I haven’t written since January. I’ve spent my time, instead, on family missions. I’ve been sleeping in hotels and guest bedrooms, living for weeks in exactly two pairs of jeans, six t-shirts, one bra (I wasn’t thinking), bedroom slippers passing for shoes, and a big blue cardigan/invisibility cloak. I built makeshift nests in airports, nursing homes, hospital rooms; and feathered them with cell phone, laptop, kindle, extension cord, chargers, journal, kleenex, water, coffee, nonfat yogurt, pretzels with hummus, wint-o-green lifesavers, bubblegum. I came to know the most comfortable chairs, the quietest alcoves, the most convenient electrical outlets, the closest bathrooms. (I also learned to hold out between bathroom visits, because they entailed the complete disassembly of my nests, every time.

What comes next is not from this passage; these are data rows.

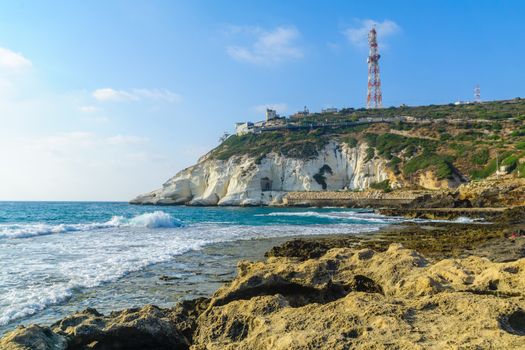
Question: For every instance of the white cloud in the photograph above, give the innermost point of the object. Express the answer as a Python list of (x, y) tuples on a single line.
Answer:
[(109, 94), (358, 35), (78, 165), (158, 94), (13, 60), (88, 109), (279, 107), (126, 140), (269, 47)]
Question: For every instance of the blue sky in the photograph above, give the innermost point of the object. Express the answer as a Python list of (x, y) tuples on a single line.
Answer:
[(102, 100)]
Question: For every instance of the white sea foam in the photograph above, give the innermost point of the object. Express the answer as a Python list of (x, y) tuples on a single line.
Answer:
[(157, 219), (369, 217), (340, 215), (63, 265)]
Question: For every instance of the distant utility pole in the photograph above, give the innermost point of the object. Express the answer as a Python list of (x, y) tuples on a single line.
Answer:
[(477, 94), (374, 98)]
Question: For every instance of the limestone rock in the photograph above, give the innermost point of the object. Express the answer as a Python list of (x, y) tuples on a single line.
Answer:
[(361, 299), (33, 337), (243, 180)]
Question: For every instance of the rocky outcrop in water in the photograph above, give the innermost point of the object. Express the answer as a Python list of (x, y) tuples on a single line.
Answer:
[(346, 298)]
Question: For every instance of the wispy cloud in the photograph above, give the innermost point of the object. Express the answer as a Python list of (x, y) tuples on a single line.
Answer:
[(113, 95), (279, 107), (88, 109), (126, 140), (267, 46), (13, 60), (358, 35)]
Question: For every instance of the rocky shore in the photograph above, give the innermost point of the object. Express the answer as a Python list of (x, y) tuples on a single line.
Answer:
[(411, 286)]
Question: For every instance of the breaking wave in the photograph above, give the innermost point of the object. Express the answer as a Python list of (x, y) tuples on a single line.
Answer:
[(157, 219)]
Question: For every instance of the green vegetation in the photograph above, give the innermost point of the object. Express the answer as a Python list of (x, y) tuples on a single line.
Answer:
[(452, 139), (481, 157), (442, 165), (383, 186)]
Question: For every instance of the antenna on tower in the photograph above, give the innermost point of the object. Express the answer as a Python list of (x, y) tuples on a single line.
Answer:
[(374, 98), (477, 94)]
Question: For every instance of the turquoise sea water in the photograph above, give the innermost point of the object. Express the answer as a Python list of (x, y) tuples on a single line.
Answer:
[(59, 257)]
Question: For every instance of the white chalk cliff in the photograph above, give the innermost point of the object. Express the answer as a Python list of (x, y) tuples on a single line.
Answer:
[(244, 180)]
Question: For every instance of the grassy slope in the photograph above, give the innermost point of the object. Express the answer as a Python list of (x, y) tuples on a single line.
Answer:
[(485, 132)]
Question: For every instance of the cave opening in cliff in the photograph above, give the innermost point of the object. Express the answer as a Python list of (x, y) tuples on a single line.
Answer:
[(266, 184)]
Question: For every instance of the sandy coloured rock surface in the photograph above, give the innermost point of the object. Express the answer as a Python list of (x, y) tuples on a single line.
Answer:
[(348, 298)]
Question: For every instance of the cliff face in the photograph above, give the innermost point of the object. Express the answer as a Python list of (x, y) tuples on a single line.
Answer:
[(243, 180)]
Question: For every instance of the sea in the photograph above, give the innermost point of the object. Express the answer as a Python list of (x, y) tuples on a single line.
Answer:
[(57, 258)]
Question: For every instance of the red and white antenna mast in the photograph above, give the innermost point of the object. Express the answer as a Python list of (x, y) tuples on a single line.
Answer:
[(374, 98), (477, 94)]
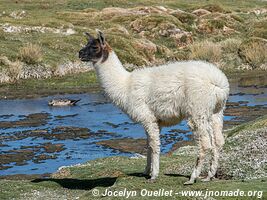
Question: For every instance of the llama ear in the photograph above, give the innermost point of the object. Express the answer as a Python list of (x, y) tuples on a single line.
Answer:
[(101, 37), (89, 36)]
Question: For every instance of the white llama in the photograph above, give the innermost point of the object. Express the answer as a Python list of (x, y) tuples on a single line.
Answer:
[(163, 96)]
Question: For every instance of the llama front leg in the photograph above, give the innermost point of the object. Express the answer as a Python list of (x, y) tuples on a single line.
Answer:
[(153, 132), (217, 143), (148, 159)]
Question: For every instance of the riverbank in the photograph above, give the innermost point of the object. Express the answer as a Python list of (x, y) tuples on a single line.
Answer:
[(247, 141), (87, 82)]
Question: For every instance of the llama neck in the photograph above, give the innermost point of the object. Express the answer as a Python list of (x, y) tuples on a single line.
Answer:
[(114, 79)]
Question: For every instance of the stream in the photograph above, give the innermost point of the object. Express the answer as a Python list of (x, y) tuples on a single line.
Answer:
[(36, 138)]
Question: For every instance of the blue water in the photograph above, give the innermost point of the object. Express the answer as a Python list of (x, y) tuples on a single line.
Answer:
[(93, 111)]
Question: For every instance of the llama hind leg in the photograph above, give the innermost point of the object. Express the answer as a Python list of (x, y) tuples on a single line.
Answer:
[(153, 132), (217, 143), (202, 135)]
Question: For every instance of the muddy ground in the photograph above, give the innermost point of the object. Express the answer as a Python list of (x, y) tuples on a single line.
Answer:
[(52, 139)]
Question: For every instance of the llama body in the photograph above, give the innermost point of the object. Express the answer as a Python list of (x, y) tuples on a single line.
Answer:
[(165, 95)]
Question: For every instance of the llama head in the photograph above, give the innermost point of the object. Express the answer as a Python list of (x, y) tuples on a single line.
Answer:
[(96, 49)]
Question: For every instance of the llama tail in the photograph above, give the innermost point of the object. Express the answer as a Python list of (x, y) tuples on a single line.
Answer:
[(221, 92)]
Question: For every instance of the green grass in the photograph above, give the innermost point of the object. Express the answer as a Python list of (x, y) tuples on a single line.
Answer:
[(249, 126), (66, 13), (117, 173)]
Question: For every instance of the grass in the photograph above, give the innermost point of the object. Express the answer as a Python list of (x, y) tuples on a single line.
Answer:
[(206, 50), (129, 34), (31, 54), (29, 88), (118, 173), (96, 175)]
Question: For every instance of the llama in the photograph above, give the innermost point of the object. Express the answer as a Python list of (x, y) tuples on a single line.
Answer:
[(163, 96)]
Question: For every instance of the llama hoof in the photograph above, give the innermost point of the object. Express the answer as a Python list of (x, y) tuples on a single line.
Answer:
[(146, 172), (189, 182), (151, 180), (207, 179)]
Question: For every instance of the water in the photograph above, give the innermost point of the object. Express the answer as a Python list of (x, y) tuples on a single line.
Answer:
[(97, 114)]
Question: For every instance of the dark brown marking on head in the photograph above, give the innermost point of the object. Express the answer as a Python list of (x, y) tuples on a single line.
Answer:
[(95, 49)]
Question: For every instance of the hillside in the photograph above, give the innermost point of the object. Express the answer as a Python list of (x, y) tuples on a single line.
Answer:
[(40, 39)]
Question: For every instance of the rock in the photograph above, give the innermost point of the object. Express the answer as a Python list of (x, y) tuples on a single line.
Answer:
[(118, 29)]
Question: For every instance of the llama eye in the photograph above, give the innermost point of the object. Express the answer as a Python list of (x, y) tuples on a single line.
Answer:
[(94, 47)]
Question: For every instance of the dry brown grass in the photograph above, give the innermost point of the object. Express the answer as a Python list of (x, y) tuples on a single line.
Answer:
[(31, 54), (231, 45), (206, 50), (255, 53)]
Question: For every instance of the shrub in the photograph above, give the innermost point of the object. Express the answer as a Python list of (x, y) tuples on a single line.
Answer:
[(31, 54), (207, 50)]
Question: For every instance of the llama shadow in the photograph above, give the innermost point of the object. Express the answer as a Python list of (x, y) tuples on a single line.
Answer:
[(80, 184), (177, 175), (137, 174)]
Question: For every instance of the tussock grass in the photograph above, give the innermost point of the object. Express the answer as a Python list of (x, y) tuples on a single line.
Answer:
[(254, 53), (231, 45), (206, 50), (31, 54)]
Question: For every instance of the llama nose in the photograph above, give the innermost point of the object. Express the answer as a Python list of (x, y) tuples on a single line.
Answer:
[(81, 53)]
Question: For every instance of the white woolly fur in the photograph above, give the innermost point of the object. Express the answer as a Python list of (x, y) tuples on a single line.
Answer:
[(163, 96)]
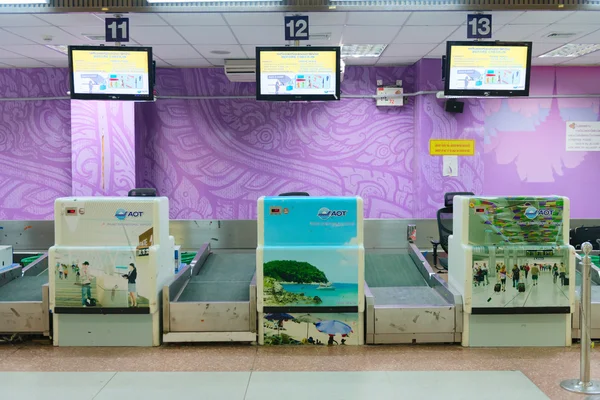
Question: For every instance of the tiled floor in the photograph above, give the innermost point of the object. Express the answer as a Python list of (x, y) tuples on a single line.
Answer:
[(253, 367), (298, 385)]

Even as it was, five or six times every day I found myself rewinding my extension cord, re-stowing my cell phone, laptop, kindle, etc., into my Mary Poppins carpetbag and hauling it with me thither and yon. For otherwise, who knew? My whole life might get hauled away by mistake.)

I’m back now, pulled home again by love and gravity. Like Chris Hadfield (who was the first Canadian in outer space, I’ll have you know), I feel a sudden new weight in my lips and tongue. I hope you’ll forgive me, for a while, as I re-learn to talk.